Their 167-day mission is the longest for astronauts launching from the U.S. The previous record of 84 days was set by Nasa’s final Skylab station crew in 1974.

Saturday night’s undocking left seven people at the space station, four of whom arrived a week ago via SpaceX.

“Earthbound!” NASA astronaut Victor Glover tweeted after departing the station. “One step closer to family and home!”

Glover — along with Nasa’s Mike Hopkins and Shannon Walker and Japan’s Soichi Noguchi — should have returned to Earth last Wednesday, but high offshore winds forced SpaceX to pass up a pair of daytime landing attempts. Managers switched to a rare splashdown in darkness, to take advantage of calm weather.

SpaceX had practiced for a nighttime return, just in case, and even recovered its most recent station cargo capsule from the Gulf of Mexico in darkness. Infrared cameras tracked the capsule as it re-entered the atmosphere; it resembled a bright star streaking through the night sky.All four main parachutes could be seen deploying just before splashdown, which was also visible in the infrared.

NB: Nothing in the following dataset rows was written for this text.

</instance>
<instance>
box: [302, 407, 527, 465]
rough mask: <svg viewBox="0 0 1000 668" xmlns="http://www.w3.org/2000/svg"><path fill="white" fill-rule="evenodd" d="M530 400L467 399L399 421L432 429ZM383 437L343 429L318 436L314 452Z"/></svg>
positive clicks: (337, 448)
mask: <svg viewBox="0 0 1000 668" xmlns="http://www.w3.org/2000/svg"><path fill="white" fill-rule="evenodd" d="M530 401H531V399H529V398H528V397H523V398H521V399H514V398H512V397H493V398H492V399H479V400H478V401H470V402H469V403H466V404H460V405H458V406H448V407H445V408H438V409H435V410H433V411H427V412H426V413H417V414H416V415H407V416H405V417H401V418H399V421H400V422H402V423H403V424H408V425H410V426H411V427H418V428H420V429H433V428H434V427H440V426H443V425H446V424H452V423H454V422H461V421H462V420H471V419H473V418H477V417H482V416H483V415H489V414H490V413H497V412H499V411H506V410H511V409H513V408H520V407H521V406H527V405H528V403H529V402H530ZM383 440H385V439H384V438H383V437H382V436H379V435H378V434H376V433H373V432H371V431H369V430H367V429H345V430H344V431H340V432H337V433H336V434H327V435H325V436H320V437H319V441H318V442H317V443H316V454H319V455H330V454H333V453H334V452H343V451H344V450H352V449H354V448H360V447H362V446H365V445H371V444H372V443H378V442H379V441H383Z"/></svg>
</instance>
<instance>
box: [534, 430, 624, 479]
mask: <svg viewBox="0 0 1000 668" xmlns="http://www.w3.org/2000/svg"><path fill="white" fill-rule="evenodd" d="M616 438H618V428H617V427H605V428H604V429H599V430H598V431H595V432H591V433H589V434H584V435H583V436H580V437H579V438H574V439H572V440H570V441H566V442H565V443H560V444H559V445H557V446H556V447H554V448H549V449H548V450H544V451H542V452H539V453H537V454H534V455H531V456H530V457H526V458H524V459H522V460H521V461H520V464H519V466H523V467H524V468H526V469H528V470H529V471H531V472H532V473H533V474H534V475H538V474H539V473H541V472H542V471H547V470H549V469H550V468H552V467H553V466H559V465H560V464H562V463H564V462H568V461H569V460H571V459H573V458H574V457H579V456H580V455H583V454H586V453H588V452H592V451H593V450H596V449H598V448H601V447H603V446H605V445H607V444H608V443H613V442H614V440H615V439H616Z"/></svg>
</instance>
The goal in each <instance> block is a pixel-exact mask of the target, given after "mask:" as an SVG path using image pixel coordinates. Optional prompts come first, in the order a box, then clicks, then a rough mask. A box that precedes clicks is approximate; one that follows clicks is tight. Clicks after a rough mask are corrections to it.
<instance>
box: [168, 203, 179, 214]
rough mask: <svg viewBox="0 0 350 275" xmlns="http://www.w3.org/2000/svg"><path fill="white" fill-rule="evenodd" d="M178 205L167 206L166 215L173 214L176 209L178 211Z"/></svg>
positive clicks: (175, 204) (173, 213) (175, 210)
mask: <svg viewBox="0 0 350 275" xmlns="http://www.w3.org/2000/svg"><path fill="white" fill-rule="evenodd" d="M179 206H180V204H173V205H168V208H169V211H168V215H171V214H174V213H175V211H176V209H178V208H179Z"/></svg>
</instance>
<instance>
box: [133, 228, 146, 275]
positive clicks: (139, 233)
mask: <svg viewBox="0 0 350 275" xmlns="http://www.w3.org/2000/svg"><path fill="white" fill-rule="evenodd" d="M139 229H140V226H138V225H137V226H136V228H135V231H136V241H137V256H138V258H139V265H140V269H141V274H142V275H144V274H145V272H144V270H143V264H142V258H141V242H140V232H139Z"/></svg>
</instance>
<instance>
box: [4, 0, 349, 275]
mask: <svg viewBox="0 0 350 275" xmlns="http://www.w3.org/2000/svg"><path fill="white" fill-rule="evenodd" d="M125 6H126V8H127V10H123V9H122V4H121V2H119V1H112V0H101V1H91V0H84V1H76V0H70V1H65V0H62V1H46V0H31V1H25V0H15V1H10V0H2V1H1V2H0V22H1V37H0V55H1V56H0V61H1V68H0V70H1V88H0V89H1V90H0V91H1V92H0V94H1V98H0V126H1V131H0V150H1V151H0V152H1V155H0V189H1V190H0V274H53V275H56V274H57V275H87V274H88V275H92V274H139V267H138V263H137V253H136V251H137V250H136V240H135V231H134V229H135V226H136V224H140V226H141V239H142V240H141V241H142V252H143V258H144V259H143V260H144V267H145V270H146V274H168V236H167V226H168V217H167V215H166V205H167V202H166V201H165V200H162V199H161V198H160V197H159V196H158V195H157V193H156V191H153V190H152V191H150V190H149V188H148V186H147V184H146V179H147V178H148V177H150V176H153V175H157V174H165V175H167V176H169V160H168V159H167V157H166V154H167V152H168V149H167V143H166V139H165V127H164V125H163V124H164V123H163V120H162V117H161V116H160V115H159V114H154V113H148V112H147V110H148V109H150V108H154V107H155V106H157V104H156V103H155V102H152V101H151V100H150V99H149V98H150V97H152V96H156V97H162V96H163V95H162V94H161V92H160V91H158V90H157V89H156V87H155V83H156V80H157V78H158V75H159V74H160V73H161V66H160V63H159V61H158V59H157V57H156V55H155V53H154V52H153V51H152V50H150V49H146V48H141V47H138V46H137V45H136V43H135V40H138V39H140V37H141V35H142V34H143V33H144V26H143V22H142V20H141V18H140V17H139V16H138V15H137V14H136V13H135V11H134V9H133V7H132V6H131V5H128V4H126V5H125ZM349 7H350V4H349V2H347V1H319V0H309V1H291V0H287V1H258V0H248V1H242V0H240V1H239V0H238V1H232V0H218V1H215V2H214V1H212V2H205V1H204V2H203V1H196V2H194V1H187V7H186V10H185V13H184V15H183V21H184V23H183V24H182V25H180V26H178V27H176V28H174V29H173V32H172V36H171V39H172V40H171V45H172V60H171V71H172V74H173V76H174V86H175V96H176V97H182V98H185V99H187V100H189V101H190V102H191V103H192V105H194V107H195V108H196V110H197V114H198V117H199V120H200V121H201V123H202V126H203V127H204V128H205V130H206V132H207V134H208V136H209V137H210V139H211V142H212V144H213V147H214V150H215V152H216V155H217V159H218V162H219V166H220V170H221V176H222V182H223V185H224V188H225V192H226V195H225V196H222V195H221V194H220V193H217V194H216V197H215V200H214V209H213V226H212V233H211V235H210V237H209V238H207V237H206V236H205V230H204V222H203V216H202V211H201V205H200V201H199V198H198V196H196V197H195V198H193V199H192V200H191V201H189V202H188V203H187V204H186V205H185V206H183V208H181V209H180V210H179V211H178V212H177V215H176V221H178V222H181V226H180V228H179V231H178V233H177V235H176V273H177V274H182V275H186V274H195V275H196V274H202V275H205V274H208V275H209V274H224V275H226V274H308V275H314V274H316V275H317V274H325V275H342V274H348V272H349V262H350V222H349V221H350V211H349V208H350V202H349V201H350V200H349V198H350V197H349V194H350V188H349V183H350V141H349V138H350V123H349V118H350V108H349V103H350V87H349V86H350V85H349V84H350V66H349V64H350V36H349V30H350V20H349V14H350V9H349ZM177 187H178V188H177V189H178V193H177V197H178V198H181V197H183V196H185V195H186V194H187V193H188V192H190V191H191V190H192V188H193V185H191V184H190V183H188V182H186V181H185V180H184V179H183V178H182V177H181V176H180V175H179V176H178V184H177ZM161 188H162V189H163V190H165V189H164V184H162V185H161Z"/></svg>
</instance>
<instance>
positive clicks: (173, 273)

Apollo 8 — Nasa’s first flight to the moon with astronauts — ended with a predawn splashdown in the Pacific near Hawaii on Dec. 27, 1968. Eight years later, a Soviet capsule with two cosmonauts ended up in a dark, partially frozen lake in Kazakhstan, blown off course in a blizzard.

That was it for nighttime crew splashdowns — until Sunday.Despite the early hour, the Coast Guard was out in full force to enforce an 11-mile (18-kilometer) keep-out zone around the bobbing Dragon capsule.